Economists and other social scientists know a great deal, and there are many areas of theory and prior knowledge that are jointly endorsed by large numbers of knowledgeable researchers. Such information needs to be built on and incorporated into new knowledge, not discarded in the face of aggressive know-nothing ignorance.
The conclusions of RTCs are often wrongly applied to other contexts. RCTs do not have external validity. Establishing causality does nothing in and of itself to guarantee generalizability. Their results are not applicable outside the trial population. That doesn’t mean that RCTs are useless in other contexts. We can often learn much from coming to understand why replication failed and use that knowledge to make appropriate use of the original findings by looking for how the factors that caused the original result might be expected to operate differently in different settings. However, generalizability can only be obtained by thinking through the causal chain that has generated the RCT result, the underlying structures that support this causal chain, whether that causal chain might operate in a new setting and how it would do so with different joint distributions of the causal variables; we need to know why and whether that why will apply elsewhere.

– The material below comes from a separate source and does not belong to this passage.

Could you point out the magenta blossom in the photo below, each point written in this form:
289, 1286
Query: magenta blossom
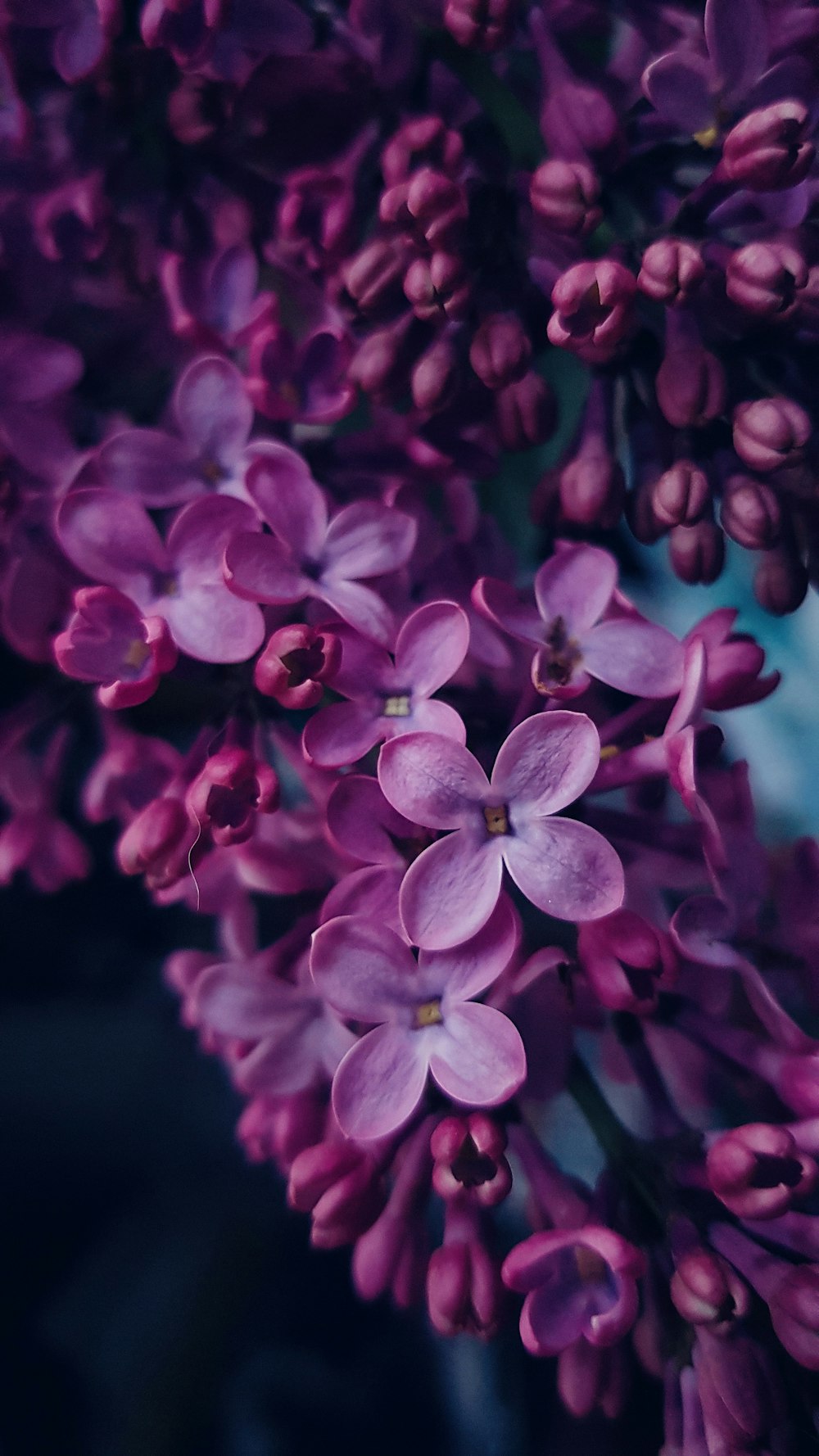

Bertrand Russell’s chicken provides an excellent example of the limitations to straightforward extrapolation from repeated successful replication.
The bird infers, based on multiple repeated evidence, that when the farmer comes in the morning, he feeds her. The inference serves her well until Christmas morning, when he wrings her neck and serves her for Christmas dinner. Of course, our chicken did not base her inference on an RCT. But had we constructed one for her, we would have obtained exactly the same result.
The results of RCTs must be integrated with other knowledge, including the
practical wisdom of policy makers if they are to be usable outside the context in which they were constructed.
Another limitation of the results of RCTs relates to their scalability. As with other research methods, failure of trial results to replicate at a larger scale is likely to be the rule rather than the exception. Using RCT results is not the same as assuming the same results holds in all circumstances. Giving one child a voucher to go to private school might improve her future, but doing so for everyone can decrease the quality of education for those children who are left in the public schools.
Knowing “what works” in a trial population is of limited value without understanding the political and institutional environment in which it is set. Jean Drèze notes, based on extensive experience in India, “when a foreign agency comes in with its heavy boots and suitcases of dollars to administer a `treatment,’ whether through a local NGO or government or whatever, there is a lot going on other than the treatment.” There is also the suspicion that a treatment that works does so because of the presence of the “treators,” often from abroad, rather than because of the people who will be called to work it in reality. Unfortunately, there are few RCTs which are replicated after the pilot on the scaled-up version of the experiment.
This readable paper from one of the foremost experts in development economics provides a valuable counterweight to the often unnuanced admiration for everything RCTs. In a previous post, I discussed Poor Economics from “randomistas” Duflo and Banerjee. For those who want to know more, there is an excellent debate online between Abhijit Banerjee (J-PAL, MIT) and Angus Deaton on the merits of RCTs.